当前位置:主页 > 经济论文 > 技术经济论文 >

跨语言词语语义相似词抽取方法研究与实现

发布时间:2019-06-20 19:34
【摘要】:随着计算机应用水平的不断提升,人类越来越急切地希望计算机能像人类一样思考和处理各种问题。自然语言处理作为其中最重要的组成部分,其应用可以让计算机能更好地理解人类的需求。语义相似度反映的是一组文档、短语、词语在语义上的相似程度。跨语言词语语义相似度是对指向相似语义概念的两种(或以上)不同语言的单词表达相同意义的度量。跨语言词语语义相似度作为信息处理的重要组成部分,随着大数据技术的推进和发展,其在人工智能、自然语言处理、信息检索等领域均存在着巨大的应用和研究价值。中文和英文作为当今最重要的两种语言,己被人们在经济、文化、贸易、教育等领域广泛使用,均显示其重要的地位和作用,因此本文以这两种语言为主要研究对象。目前,对于跨语言词语语义相似度的计算主要分为几大类:一、基于语义知识库规则的方法:二、基于语料库统计的方法;三、混合方法。语义知识库中包含了人类手工指定的各种语义知识,它们共同组成了复杂的语义网络,因此基于知识库规则的方法将会充分利用存在于其中的语义知识。我们通过人工录入、网络爬取、众筹等方式获取到充足的数据,以获取到的数据为立足点,运用概率统计、机器学习等方法,计算两种不同语言词语之间的语义相似度,但是该方法存在词语分布不均匀问题导致相似度计算结果有偏差。将语义知识库和语料统计的方法相混合,可以很好地弥补上述问题的不足,目前也得到了研究者的关注。我们首先以中文概念辞书(CCD)和WordNet语义知识库,分别构建了CSWE (Chinese Semantic Similar Words Extraction)模型和ESWE (English Se-mantic Similar Words Extraction),分别将这个两个模型应用于中文和英文的语义相似词语的抽取,实验结果表明CSWE和ESWE模型在保证语义相似词语抽取正确性的同时,对于规模越大的数据集,其抽取前k个相似词语消耗的时间也越少。

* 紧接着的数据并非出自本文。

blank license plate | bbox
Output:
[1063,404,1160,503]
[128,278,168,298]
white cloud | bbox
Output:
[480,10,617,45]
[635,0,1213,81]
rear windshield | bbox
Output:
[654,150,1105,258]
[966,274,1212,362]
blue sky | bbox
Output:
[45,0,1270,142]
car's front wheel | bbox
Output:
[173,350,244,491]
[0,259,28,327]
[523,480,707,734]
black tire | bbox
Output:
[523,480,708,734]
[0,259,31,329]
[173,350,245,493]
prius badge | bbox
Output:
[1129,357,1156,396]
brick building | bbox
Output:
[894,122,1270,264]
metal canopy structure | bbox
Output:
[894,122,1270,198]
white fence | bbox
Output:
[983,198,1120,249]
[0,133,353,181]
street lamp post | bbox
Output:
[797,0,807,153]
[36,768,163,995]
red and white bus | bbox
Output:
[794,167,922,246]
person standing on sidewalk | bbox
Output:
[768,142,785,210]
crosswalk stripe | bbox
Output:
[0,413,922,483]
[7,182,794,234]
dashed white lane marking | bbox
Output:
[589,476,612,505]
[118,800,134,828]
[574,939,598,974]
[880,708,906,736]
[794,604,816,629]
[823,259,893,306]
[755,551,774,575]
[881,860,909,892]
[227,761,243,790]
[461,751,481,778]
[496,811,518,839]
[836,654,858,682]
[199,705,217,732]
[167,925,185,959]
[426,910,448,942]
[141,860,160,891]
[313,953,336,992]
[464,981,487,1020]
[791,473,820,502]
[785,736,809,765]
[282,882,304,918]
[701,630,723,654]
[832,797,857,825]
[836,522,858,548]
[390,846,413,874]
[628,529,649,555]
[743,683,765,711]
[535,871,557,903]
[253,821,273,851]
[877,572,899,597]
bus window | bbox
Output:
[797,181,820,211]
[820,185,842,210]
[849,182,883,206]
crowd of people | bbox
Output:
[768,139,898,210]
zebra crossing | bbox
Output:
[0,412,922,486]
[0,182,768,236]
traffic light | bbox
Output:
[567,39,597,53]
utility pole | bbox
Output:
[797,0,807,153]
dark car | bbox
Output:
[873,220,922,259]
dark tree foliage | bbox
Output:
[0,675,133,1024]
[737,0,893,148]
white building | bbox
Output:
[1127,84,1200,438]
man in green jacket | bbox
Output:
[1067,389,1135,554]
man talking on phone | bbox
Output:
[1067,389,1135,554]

此外,我们对CSWE和ESWE模型进行了扩展,使之成为适合于跨语言语义相似词抽取的CLS WE (Cross-language Semantic Similar Words Extractions)模型。为了更好地展现该模型自身良好的性能,分别使用数据规模不等、包含的词语不尽相同的数据集WordSim353和RW对其进行验证。首先抽取出WordSim353与RW中共同存在的77个词语作为英文正确性验证数据集,同时将这77个英文词语通过多组翻译,最终确定与其最为匹配的中文词语,最终得到中文正确性验证数据集。通过实验,可以发现与基准策略模型相比,本文提出的CLSWE模型在跨语言语义相似词的抽取可以保证正确性,同时对于数据规模越大的数据集,它能够在越短的时间内抽取出查询词最相似的前k个词语。本文提出的跨语言语义相似词抽取模型,与基准策略模型相比,均取得了很好的实验性能。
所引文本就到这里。